Thinking of my education in Germany, there are a lot of differences to the educational system in the United States. To make this comprehensible to you, I first will try to explain what the system is like in Germany.
Instead of going to middle and high school after elementary or primary, in Germany there is just one school you are going to as a secondary school until you graduate. But this secondary school is separated into two to three types of it, that have different aims after and time until graduation. In former times there has been three types of secondary school - one where you pass after nine years, one after ten, and one after twelve. Recently, the states in Germany, which are in charge of education themselves, mostly aligned the first two kinds of schools.
When I was reading the article Social Class and Hidden Curriculum of Work by Jean Anyon (1980), and compared my experiences to the US system, it struck me, that what Anyon calls a "hidden curriculum" is kind of an open curriculum in Germany.
Anyon (1980) believes that public schools offer "different types of educational experiences and curriculum knowledge to students in different social classes", and tries to prove this with her research. She points out that some schools unofficially prepare their children either for a vocational or higher education e.g. in colleges. In Germany, these selection processes are partly a purpose of school, and explain the two different types of secondary schools. People who want to go to vocational schools only have to absolve the nine- or ten-year-long secondary school. Students that want to achieve higher education go to the other school for twelve years. Although a lot of persons that graduate after twelve years are going to take vocational education, too. Some of these students then go back to school, to college, when they are adults.
But thinking of Professor X's article In the Basement of the Ivory Tower (2014), it seems like the German system separates the secondary schools with the same ideas like Professor X, that some students just aren't made for college. Besides that, there is a lot of unintentional, but known-of social inequality in Germany, too. This is the case when the students can't choose to which secondary school they are going because of what kind of job they want to have later, but because of what opportunities their parents give them. At this point I can't say which system is better, I just experienced the German one, but I know that independent from the system, we have to fight social inequality!

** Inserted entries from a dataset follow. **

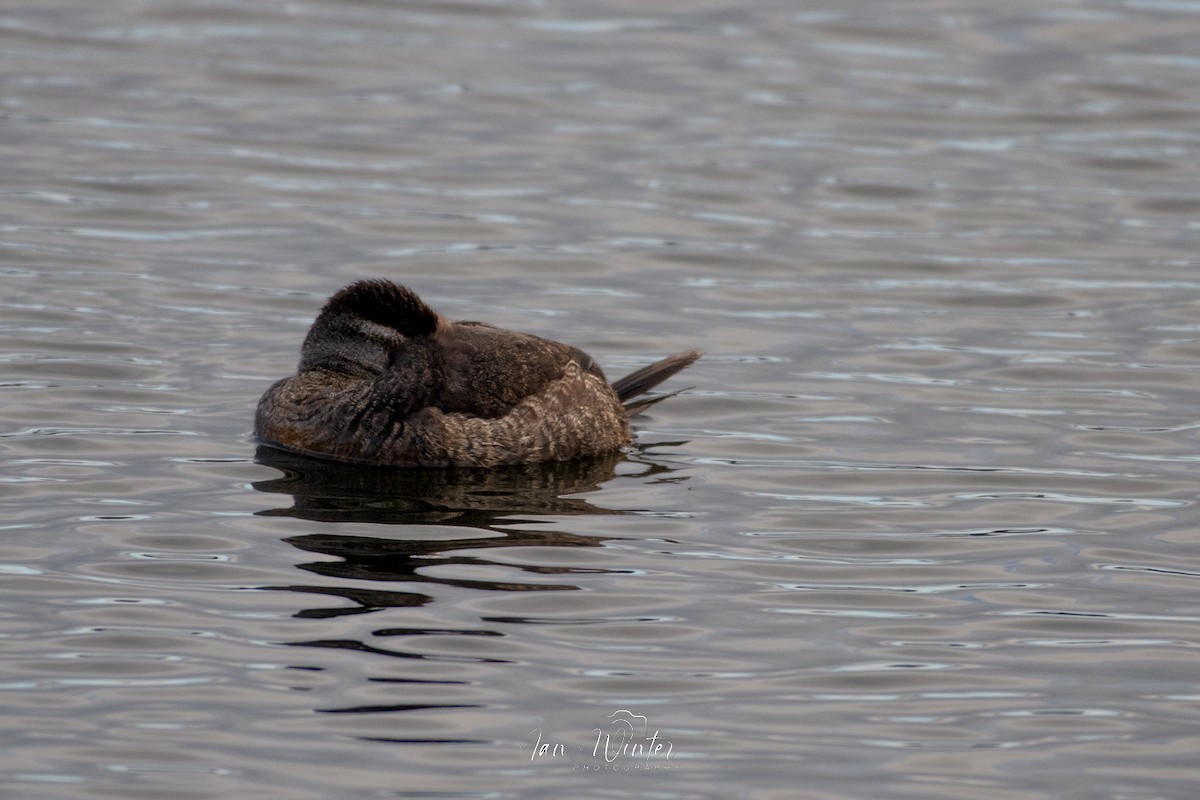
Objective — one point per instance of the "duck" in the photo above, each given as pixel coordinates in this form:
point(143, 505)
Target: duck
point(385, 380)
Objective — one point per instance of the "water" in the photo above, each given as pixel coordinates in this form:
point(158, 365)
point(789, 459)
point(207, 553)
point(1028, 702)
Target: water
point(924, 525)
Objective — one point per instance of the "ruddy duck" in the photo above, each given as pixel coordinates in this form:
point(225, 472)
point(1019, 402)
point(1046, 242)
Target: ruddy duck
point(384, 379)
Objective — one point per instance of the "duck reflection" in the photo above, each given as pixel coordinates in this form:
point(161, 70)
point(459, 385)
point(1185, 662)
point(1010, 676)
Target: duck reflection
point(468, 510)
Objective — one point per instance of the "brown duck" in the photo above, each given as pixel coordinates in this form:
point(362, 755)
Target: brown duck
point(384, 379)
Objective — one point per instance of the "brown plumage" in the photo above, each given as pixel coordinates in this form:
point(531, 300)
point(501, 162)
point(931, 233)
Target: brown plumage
point(384, 379)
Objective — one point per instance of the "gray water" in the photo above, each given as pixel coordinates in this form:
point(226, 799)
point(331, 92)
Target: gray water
point(923, 527)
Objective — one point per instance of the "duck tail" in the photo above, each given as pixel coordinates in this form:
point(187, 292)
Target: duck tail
point(637, 383)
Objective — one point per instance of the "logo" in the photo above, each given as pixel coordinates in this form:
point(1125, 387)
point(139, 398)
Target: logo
point(625, 743)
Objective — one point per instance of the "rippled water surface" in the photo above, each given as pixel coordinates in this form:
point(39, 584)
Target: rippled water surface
point(923, 527)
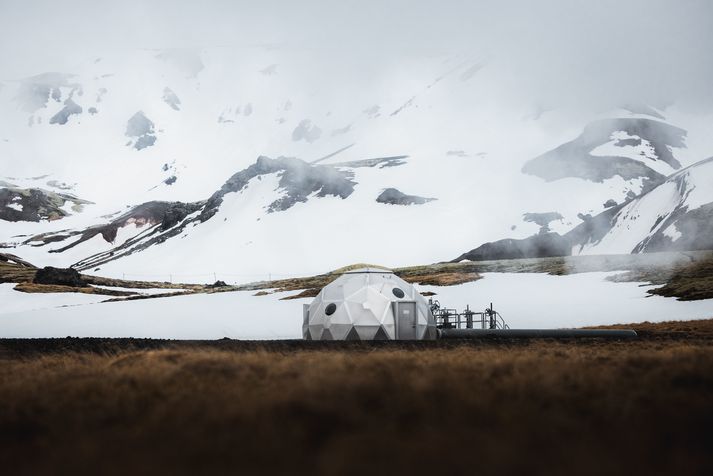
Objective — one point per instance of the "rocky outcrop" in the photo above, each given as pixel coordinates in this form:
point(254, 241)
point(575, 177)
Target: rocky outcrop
point(575, 158)
point(542, 245)
point(392, 196)
point(70, 108)
point(59, 276)
point(36, 204)
point(542, 219)
point(141, 131)
point(164, 214)
point(298, 180)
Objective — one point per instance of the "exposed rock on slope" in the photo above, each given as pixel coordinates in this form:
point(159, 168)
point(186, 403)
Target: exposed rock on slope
point(675, 216)
point(298, 180)
point(59, 276)
point(161, 215)
point(542, 219)
point(634, 149)
point(141, 130)
point(542, 245)
point(392, 196)
point(160, 221)
point(35, 204)
point(70, 108)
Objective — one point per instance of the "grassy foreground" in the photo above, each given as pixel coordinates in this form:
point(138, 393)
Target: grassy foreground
point(228, 407)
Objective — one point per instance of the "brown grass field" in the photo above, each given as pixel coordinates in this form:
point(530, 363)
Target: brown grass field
point(122, 406)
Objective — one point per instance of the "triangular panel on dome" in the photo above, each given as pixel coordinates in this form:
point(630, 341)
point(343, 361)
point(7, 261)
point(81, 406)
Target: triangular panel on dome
point(333, 292)
point(339, 331)
point(378, 304)
point(353, 283)
point(367, 332)
point(341, 315)
point(381, 334)
point(361, 316)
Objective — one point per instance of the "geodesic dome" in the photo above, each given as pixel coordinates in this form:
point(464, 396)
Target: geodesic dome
point(368, 304)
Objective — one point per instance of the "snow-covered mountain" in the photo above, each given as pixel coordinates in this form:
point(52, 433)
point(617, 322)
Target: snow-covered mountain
point(242, 162)
point(676, 215)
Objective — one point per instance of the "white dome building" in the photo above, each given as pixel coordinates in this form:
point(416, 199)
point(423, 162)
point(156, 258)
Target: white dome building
point(368, 304)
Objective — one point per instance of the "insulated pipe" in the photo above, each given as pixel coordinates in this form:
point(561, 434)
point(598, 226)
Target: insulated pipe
point(533, 333)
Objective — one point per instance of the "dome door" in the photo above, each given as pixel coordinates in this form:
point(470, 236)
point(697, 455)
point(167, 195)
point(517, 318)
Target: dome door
point(405, 312)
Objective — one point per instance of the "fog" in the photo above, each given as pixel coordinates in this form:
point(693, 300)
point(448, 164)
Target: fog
point(565, 54)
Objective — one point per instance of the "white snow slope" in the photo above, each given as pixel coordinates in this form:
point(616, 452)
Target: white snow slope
point(240, 315)
point(657, 218)
point(465, 140)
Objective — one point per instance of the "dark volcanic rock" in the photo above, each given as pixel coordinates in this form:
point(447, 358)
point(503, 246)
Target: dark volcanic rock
point(542, 219)
point(35, 204)
point(70, 108)
point(574, 159)
point(392, 196)
point(141, 129)
point(165, 214)
point(59, 276)
point(542, 245)
point(298, 180)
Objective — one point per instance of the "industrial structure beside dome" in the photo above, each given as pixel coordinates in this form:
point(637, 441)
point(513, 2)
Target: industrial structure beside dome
point(375, 304)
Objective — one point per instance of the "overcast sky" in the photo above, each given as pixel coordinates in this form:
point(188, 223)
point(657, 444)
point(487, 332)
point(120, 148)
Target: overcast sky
point(654, 51)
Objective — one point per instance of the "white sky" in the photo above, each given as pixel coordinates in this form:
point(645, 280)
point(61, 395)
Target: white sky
point(571, 52)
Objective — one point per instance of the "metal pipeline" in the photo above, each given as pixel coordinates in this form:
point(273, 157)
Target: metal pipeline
point(534, 333)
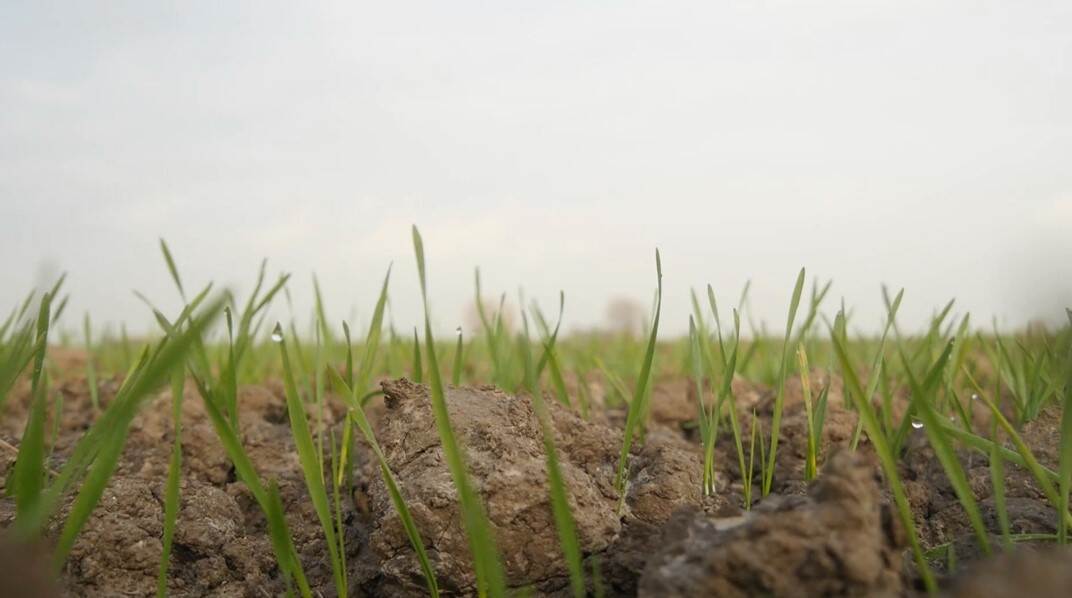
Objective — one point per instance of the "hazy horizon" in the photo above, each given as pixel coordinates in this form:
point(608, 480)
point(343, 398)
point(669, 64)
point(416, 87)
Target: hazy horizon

Remembering my school, the historic 'Roswitha-Gymnasium' in Bad Gandersheim, Lower Saxony, there was no big choice where to go, as we lived in a rural area. If you had good enough grades, or your parents really wanted you to go, you could only go to one school in your district, which provided a degree after twelve years. During my studies of Early Childhood Education in Hamburg, a big city in Germany, I have experienced different things, but that's what my school was. We had round about 700-800 students, 70 teachers, and my graduation class was a big one of 130 students because that was the first year where this kind of school in my state graduated after twelve and not 13 years so that we actually had two classes in one. If I tried to describe the school with a characterization Anyon (1980) uses, it would probably be the 'executive elite school'. The curriculum for at least the last two years was a common one for the whole state. However, the practices really depended on the teacher. As our principal pointed out at our graduation ceremony, the main aim for us should have been to learn how to learn. That would have been what a student needs to go to college. For me, that worked, and I am close to graduate from college, absolving my last semester here - abroad. For others, 'though, it didn't, and that is where both educational systems fail.
If you are interested, I could gladly illustrate this more.
Until now, thanks for reading my thoughts!
Yours,
GermanGirl.115
References:
Anyon, J. (1980). Social Class and Hidden Curriculum of Work. Journal of Education, 162(1).